Savaşın izlerini birlikte sileceğiz
Suriyeli ve Türk sanatçıların birlikte çalışmalarını sağlayan “Together-Birlikte” açık stüdyo çalıştayı başladı. Savaşın izlerini fırça darbeleriyle yok etmeyi amaçlayan sanatçılardan Deniz Sağdıç, “Birlikte yürürsek daha da güçleneceğiz” diyor.

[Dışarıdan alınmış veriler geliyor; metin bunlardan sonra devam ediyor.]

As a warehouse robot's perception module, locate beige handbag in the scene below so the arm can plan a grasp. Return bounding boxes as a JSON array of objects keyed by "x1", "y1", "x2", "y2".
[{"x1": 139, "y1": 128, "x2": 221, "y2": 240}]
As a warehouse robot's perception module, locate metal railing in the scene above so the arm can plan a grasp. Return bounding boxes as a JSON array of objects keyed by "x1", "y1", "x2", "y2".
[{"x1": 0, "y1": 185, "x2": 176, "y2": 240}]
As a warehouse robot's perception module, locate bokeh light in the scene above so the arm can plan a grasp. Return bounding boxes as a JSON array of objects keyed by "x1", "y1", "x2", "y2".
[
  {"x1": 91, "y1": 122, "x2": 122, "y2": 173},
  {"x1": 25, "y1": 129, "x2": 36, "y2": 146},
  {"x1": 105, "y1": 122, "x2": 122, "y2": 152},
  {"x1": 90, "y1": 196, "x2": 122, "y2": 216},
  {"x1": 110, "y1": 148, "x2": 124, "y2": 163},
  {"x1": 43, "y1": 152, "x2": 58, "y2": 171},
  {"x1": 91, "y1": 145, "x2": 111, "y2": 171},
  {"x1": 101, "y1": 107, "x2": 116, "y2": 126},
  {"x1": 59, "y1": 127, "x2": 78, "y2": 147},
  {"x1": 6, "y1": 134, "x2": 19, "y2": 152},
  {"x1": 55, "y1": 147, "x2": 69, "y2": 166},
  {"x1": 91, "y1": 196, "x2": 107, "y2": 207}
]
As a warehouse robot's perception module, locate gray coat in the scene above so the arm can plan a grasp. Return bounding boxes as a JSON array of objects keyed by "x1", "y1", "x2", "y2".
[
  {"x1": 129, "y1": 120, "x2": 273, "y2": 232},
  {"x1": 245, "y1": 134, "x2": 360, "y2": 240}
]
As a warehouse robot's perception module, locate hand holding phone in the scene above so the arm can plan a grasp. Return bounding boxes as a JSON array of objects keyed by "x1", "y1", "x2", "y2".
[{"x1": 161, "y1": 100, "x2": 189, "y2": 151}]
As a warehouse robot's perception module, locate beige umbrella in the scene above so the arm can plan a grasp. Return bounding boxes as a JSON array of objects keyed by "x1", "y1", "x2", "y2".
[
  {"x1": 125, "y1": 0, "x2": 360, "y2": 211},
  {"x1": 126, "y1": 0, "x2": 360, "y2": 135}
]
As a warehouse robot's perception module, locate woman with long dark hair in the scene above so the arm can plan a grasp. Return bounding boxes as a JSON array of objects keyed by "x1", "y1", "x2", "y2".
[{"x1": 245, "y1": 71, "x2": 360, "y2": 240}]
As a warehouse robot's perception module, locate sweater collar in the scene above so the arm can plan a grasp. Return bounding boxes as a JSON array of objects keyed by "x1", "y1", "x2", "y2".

Suriyeli ve Türk sanatçıları buluşturan “Together-Birlikte” başlıklı açık stüdyo çalıştayı UNIQ Hall’de başladı. 5 Suriyeli ve 5 Türk sanatçıyı buluşturan çalıştay boyunca katılımcılar aynı mekanı kullanarak iki kültürün etkileşimi içerisinde üretim yapacak. Adnan Jetto, Ahmet Rüstem Ekici, Deniz Sağdıç, Ercan Vural, Falak Al Ghazzi, Hiba Aizoug, Houssam Alloum, Imad Habbab, Mehmet Öğüt ve Melike Kılıç’ın yer aldığı ekip, çalıştay kapsamında hazırladıkları eserleri Ocak ayı itibariyle Turkmall Sanat’ta sergileyecek.
Deniz Sağdıç
EGOYU BIRAKIP YAN YANA OLALIM
Sergide yer alan Türk sanatçı Deniz Sağdıç tüm dünyaya vicdan kavramını sorgulatan Ümran ve Aylan bebeğin dramından yola çıkarak gözleri ziyaretçilere bakan Suriyeli bir çocuğu resmediyor. Suriyeli meslektaşlarıyla buluşmayı, “Eski bir tanıdığını yeniden görmek gibi” sözleriyle özetleyen Sağdıç, “Uzun süren ve bitmeyen bir savaş var ortada. Yapabildiğimiz tek şey empati kurmak. Biz de 15 Temmuz’un ertesi günü bir Suriyeli olarak uyanabilirdik” şeklinde konuşuyor. Türk sanatçılara Suriyelilerle birlikte çalışma çağrısı yapan Sağdıç, “İçlerinde büyük acı var. Bunu sanatla örtmeye çalışıyorlar. Bunu gözlerinden, fırçaya vuruşlarından, dokunuşlarından anlayabiliyorsunuz. Türkiye’deki sanatçılar olarak egolarımız biraz susturup onlara yanımızda yer açmamız gerek. Birlikte yürürsek hem hissiyet olarak hem de üretimsel olarak daha fazla büyüyeceğiz” diyor.
İmad Habbab
Acının yüzü aynı
Şam Üniversitesi Güzel Sanatlar Bölümü’nden mezun olan ve savaşın ardından Beyrut’a yerleşen İmad Habbab’ın son durağı İstanbul oldu. İstanbul’da yaşayan sanatçı çalışmalarında şehir katmanlarına insan yüzleri yerleştiriyor. Yeni eserinde İstanbul’u konu edinen ve Topkapı Sarayı, Galata Kulesi gibi yapılara yer veren Habbab “Mahalleler arasında gezindiğimde bu şehirde olmanın ne kadar güzel bir şey olduğun hissediyorum. Beyrut’ta insanların savaşla mücadele ettiğini fakat yaşamayı hiç bırakmadığını gördüm. Türkiye’de de öyle. Artık buradayım” diyor.